Dans ce contexte, la localisation devient un outil de transparence essentiel pour comprendre :
- l’origine des campagnes de manipulation,
- la géographie des opérations politiques,
- les stratégies d’influence exploitant les réseaux sociaux.
Une avancée… mais pas une solution complète
Bien que la fonctionnalité apporte une visibilité nouvelle sur les opérations étrangères, elle ne compense pas :
- la baisse de modération des contenus,
- la réduction des équipes de sécurité,
- la disparition progressive des partenariats avec des fact-checkers,
- l’augmentation de la portée des contenus polarisants.
La transparence est utile, mais elle ne remplace pas l’analyse humaine ni une politique de sécurité robuste.
Pour les démocraties, cette révélation est une opportunité :
elle offre un aperçu précieux des dynamiques de manipulation qui structurent désormais le débat public.
Mais c’est aussi un rappel que les élections modernes se jouent désormais autant dans les urnes… que dans les fermes à contenu à l’autre bout du monde.
Conclusion
La nouvelle fonctionnalité de localisation des comptes X est une avancée significative dans la lutte contre la désinformation.
Elle expose des réseaux coordonnés qui tentaient de manipuler le débat politique sous couvert de profils américains.
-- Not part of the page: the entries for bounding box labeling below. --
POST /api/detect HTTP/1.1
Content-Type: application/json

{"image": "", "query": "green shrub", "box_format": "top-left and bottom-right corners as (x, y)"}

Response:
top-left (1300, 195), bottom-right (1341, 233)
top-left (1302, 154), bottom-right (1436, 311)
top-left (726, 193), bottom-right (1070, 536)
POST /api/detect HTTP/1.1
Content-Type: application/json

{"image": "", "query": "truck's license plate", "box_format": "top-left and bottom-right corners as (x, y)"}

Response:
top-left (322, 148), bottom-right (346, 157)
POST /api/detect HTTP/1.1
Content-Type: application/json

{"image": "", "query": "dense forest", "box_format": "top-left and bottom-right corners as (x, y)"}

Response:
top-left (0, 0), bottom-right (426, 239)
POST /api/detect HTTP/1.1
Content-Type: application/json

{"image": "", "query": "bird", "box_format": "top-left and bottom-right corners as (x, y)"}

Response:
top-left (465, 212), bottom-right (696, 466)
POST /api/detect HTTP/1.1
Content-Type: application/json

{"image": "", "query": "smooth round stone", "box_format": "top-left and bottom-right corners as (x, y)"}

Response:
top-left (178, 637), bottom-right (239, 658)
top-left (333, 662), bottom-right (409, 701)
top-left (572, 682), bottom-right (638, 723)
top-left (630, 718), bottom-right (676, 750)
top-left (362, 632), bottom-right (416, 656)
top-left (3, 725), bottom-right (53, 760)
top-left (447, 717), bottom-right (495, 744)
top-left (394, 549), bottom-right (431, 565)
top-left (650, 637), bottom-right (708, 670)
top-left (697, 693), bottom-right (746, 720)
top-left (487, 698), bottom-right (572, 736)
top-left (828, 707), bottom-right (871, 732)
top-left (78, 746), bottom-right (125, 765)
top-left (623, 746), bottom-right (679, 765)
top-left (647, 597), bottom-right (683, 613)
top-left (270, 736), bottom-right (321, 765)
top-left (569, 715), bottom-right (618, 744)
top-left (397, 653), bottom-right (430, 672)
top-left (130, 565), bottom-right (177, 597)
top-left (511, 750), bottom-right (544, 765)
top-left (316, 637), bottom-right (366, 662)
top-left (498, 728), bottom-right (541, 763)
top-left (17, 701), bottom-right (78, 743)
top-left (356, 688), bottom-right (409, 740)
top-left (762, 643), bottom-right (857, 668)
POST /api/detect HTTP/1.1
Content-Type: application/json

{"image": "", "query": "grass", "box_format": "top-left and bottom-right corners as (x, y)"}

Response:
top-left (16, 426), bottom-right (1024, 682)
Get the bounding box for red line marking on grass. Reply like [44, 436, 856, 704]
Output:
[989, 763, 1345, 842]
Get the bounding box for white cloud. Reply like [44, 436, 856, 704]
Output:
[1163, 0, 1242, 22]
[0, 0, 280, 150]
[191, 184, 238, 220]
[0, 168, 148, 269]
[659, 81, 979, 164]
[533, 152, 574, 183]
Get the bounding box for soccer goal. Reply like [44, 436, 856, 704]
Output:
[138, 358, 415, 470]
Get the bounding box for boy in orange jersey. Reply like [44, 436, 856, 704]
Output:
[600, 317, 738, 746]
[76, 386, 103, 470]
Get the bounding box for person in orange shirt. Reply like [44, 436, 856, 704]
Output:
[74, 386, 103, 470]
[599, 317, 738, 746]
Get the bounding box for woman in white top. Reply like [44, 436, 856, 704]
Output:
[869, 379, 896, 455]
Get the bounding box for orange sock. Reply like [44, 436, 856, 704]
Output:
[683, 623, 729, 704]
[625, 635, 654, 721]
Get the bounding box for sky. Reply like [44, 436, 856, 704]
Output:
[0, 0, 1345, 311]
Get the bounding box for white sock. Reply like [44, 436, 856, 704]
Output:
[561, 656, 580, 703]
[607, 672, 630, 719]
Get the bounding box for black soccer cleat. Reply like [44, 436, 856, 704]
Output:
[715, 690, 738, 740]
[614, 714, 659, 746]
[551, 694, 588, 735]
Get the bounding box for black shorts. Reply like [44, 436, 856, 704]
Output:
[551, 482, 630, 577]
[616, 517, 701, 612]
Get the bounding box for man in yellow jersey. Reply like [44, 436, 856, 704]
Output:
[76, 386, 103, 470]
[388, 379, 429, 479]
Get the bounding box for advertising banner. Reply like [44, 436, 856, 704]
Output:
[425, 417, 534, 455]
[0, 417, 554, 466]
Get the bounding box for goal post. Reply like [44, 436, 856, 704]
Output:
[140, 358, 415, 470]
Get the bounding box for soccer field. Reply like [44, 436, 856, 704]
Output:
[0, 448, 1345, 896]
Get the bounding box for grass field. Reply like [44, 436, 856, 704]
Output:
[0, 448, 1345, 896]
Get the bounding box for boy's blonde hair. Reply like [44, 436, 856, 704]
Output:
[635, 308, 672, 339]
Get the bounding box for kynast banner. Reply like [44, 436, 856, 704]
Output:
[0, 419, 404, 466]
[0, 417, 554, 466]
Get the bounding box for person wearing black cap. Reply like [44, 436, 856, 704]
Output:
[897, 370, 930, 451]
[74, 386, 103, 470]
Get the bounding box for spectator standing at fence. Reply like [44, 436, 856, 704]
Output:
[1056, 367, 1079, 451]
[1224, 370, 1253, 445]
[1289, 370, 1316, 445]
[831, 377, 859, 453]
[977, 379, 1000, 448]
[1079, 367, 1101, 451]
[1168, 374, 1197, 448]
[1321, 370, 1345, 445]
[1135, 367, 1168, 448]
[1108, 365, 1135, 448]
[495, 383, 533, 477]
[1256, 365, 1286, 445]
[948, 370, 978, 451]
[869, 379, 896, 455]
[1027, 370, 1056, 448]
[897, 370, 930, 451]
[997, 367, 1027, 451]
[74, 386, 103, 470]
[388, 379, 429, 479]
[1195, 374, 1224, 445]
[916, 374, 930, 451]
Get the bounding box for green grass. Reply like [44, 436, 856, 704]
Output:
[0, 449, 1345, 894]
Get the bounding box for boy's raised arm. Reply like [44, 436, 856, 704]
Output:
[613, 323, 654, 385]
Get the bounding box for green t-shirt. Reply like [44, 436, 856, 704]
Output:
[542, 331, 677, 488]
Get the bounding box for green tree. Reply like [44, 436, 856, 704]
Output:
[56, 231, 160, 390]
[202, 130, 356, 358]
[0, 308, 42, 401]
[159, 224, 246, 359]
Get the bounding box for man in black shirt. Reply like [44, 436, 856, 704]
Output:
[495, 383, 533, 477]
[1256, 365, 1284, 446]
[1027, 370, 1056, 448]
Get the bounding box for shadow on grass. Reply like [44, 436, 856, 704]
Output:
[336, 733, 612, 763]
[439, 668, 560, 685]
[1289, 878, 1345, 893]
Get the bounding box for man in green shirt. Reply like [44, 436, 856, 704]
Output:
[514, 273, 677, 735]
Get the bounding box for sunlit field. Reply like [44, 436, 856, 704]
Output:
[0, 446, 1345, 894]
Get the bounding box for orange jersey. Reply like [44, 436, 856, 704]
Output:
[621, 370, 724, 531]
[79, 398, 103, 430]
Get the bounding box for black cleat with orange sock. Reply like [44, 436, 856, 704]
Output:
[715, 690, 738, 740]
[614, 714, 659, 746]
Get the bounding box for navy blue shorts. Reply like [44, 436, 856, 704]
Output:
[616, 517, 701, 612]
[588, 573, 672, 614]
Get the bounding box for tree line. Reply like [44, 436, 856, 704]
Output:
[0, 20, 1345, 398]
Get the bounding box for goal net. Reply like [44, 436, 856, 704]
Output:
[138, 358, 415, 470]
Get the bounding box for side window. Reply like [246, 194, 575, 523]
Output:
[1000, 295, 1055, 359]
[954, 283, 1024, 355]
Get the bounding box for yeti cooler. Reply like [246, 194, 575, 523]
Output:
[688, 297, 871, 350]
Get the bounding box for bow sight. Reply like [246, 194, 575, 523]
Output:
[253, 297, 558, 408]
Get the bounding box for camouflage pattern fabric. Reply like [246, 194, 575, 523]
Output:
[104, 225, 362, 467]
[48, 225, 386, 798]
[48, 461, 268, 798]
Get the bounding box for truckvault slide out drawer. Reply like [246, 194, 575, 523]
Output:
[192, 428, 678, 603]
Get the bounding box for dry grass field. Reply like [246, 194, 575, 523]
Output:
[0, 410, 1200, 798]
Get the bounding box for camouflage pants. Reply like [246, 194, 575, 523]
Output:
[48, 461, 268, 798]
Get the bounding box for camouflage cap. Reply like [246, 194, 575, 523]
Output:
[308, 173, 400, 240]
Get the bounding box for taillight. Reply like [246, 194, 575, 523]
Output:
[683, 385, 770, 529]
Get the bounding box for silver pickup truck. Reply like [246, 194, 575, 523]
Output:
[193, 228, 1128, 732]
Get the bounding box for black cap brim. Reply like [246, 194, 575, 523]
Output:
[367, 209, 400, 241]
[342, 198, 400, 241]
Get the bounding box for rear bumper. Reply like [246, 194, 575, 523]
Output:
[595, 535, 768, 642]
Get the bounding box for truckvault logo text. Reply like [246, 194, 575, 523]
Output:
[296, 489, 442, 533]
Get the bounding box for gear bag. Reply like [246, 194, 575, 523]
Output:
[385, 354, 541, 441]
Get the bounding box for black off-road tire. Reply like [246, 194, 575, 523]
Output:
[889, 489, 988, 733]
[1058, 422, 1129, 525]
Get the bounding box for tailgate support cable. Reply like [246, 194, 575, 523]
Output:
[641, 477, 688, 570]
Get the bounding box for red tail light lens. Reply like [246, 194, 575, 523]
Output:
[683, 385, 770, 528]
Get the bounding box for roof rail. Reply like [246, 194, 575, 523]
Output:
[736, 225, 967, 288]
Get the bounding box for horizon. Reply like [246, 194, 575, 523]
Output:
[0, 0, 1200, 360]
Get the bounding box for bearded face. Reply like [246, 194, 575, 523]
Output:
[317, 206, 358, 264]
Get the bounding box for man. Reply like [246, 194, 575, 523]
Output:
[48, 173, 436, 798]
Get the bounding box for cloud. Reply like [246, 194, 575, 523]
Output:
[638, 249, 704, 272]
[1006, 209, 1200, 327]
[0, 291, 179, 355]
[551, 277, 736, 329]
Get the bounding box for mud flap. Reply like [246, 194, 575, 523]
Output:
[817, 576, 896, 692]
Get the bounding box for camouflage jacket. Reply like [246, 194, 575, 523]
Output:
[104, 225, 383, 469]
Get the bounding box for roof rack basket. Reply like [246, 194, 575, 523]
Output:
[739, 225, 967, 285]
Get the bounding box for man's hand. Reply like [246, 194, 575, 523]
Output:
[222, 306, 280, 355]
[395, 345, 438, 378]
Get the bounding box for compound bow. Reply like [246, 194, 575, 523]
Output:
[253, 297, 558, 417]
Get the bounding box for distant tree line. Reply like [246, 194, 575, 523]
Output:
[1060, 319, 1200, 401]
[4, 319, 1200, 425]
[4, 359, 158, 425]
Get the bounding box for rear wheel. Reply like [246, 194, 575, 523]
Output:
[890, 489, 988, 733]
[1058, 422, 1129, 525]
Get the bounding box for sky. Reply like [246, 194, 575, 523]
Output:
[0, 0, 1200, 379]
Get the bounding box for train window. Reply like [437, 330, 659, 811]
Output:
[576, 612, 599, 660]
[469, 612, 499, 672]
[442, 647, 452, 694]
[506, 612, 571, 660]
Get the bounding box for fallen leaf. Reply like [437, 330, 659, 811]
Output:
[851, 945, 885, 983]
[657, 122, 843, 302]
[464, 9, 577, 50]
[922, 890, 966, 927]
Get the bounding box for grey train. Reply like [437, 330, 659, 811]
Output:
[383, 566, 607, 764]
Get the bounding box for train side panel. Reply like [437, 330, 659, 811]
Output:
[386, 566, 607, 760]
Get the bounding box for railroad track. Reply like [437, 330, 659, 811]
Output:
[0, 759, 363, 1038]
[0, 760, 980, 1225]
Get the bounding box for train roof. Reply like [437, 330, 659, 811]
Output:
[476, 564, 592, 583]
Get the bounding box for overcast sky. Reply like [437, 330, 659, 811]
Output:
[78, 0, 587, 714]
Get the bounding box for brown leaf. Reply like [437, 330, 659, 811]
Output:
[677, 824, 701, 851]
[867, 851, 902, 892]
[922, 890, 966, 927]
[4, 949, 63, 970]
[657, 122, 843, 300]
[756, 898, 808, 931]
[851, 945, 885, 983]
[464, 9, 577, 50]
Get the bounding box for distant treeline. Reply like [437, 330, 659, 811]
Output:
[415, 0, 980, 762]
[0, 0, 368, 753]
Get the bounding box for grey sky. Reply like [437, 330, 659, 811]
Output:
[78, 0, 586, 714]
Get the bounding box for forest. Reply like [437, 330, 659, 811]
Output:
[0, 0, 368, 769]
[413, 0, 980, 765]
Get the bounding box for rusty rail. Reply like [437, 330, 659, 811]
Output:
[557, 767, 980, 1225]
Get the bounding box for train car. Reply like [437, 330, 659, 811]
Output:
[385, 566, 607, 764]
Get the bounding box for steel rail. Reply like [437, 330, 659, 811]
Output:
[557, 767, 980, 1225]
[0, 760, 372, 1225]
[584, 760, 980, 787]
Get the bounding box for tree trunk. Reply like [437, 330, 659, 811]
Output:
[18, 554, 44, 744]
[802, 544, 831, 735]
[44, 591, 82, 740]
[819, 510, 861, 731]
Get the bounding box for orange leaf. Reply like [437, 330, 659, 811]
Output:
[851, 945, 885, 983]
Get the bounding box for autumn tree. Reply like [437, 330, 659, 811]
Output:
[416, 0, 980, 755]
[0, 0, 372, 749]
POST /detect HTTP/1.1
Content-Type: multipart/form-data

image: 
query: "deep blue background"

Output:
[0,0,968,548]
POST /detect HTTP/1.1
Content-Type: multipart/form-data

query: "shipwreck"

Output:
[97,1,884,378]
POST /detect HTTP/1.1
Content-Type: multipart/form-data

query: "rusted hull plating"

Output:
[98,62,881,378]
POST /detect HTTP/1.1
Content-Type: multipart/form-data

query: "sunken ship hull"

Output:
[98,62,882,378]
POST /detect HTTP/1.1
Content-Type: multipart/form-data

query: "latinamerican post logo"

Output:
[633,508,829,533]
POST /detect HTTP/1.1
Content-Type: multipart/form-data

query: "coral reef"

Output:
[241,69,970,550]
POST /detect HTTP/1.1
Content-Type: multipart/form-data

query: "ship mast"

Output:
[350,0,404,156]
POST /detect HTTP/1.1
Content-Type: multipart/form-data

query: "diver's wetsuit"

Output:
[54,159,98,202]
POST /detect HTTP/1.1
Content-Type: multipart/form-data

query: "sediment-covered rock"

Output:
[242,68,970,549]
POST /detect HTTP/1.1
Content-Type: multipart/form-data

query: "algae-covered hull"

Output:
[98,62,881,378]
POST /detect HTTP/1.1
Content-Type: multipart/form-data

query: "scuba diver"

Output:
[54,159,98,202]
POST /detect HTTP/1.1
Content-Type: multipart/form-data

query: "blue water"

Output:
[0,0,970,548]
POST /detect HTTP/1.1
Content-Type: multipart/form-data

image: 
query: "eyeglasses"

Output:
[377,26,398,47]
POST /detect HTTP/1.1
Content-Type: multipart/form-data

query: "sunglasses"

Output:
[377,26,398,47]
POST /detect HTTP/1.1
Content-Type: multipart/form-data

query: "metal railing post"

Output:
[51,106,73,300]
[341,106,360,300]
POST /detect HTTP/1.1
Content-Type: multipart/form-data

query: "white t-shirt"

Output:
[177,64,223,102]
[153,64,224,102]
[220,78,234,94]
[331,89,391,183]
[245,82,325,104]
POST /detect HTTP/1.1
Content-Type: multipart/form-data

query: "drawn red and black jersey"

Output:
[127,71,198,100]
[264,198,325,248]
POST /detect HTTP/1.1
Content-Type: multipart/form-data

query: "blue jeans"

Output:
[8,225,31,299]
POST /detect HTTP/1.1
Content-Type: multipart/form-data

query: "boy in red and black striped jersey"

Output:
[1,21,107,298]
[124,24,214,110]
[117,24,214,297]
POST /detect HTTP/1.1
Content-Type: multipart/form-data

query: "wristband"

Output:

Elle apporte un niveau de transparence inédit.
Mais elle pose aussi des questions importantes de sécurité, de protection des individus et de fiabilité.
Elle ne résout pas le problème de fond : la manipulation algorithmique de nos conversations par des acteurs, souvent étrangers, qui exploitent l’économie de l’indignation.
Cette fonctionnalité nous permet enfin de voir ce qui était caché.
Reste à savoir si nous aurons les moyens — politiques, technologiques, démocratiques — d’y répondre.